The U.S. Postal Service may soon file a negotiated service agreement with the Postal Rate Commission, postal officials said yesterday at the ratemaking summit in Potomac, MD.
USPS chief marketing officer Anita J. Bizzotto said the agency “is getting close to signing on with a company,” though she did not offer specifics.
Negotiated service agreements are special service and rate arrangements negotiated between the USPS and a mailer or group of mailers. Proponents say NSAs could provide variable pricing that would encourage greater volume and reward the postal service's major customers with discounts and premium services.
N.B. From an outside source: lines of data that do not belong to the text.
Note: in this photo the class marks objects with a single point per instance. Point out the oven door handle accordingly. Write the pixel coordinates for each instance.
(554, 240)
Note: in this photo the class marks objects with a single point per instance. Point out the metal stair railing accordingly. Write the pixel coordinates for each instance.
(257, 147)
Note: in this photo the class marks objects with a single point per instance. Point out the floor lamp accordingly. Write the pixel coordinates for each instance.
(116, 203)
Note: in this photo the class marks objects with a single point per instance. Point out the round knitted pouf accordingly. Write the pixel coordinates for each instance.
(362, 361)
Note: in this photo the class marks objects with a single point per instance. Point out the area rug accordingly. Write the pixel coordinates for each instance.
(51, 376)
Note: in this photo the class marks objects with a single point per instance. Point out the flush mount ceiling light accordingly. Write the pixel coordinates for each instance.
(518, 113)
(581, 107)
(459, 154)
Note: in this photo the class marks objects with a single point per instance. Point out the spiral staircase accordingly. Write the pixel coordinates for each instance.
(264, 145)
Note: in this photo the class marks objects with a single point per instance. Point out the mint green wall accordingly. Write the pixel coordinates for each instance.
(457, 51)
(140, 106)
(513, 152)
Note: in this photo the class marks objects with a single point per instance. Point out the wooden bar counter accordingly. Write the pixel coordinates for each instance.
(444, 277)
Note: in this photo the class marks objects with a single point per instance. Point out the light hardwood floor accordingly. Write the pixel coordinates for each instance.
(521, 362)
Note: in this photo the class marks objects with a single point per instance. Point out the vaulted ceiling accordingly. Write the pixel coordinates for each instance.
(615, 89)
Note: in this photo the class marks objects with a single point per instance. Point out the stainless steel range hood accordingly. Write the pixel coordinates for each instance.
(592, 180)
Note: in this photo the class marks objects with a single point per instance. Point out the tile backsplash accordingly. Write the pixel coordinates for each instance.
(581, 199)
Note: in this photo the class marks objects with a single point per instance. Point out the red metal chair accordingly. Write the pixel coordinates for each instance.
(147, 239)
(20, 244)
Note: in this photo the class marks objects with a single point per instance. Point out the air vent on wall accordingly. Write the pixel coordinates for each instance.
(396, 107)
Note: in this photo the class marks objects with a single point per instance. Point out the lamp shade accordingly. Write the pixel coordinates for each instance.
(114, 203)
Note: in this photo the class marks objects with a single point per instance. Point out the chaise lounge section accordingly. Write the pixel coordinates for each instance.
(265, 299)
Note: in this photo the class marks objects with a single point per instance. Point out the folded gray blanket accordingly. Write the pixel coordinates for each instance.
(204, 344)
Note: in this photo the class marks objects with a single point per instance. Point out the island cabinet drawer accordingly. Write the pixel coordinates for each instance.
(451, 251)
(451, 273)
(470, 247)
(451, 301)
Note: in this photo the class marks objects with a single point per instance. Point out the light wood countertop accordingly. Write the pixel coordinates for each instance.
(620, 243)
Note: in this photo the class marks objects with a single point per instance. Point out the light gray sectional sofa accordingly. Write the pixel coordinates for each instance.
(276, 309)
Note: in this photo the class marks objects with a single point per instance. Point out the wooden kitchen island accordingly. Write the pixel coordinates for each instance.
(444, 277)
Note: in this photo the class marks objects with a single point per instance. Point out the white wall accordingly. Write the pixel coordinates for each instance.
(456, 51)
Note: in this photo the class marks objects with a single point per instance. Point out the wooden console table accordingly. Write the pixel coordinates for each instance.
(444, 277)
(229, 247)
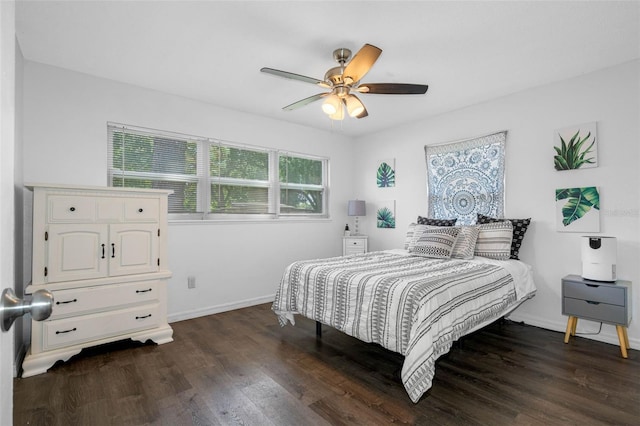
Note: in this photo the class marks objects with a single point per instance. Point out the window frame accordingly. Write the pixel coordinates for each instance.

The USPS and the Postal Rate Commission called the summit, the first of its kind in postal history, to let interested parties discuss new approaches for postal products and services. The first session in May drew more than 150 people, as did yesterday's session.
One panel yesterday offered customer perspectives on NSAs while another covered technical issues associated with NSAs. During both sessions, audience members and panelists — which included large First-Class mailers, small mailers, direct marketers, postal officials, lawyers and postal experts — made it clear they supported the concept of NSAs but said many unknowns still surrounded the concept.
“NSAs would be a great avenue for the postal service to work directly with the [companies] that have the most effect on future revenue and volumes,” said panelist Kristen Johnson of Discover Financial Services, which sends millions of pieces of First-Class and Standard mail monthly. “NSAs would help [the USPS] ensure their future volumes as well as revenue in years ahead. This is especially important with the recent decline in mail volume.”
Johnson said that as a large-volume mailer, “the largest percent of our mailing budget is postage, and as postage continues to increase, we are forced to re-evaluate how our marketing dollars would be best spent. There are many alternatives to advertising other than direct mail, so it's important for the postal service to focus on being customer-oriented and building strong partnerships with their current customers.”
Still, she said many questions needed to be answered about NSAs.
“Who should be eligible, the owners of the mail or producers of the mail?” she said. “Should [NSAs] be based on tier structure, with greater incentives for higher volume? How would the rates be discounted, would it be an automatic discount? What should the duration be, a one-year agreement or a two-year agreement?”
Panelist Michael McBride, a lawyer representing Dow Jones, said Dow Jones also would be interested in signing on to an NSA with the postal service. Dow Jones uses the USPS to deliver some of its newspapers.
Another panelist, Jim Bowler of Publishers Clearing House, said his company has agreements “with several foreign postal administrations very similar to [NSAs], and they have been very successful.”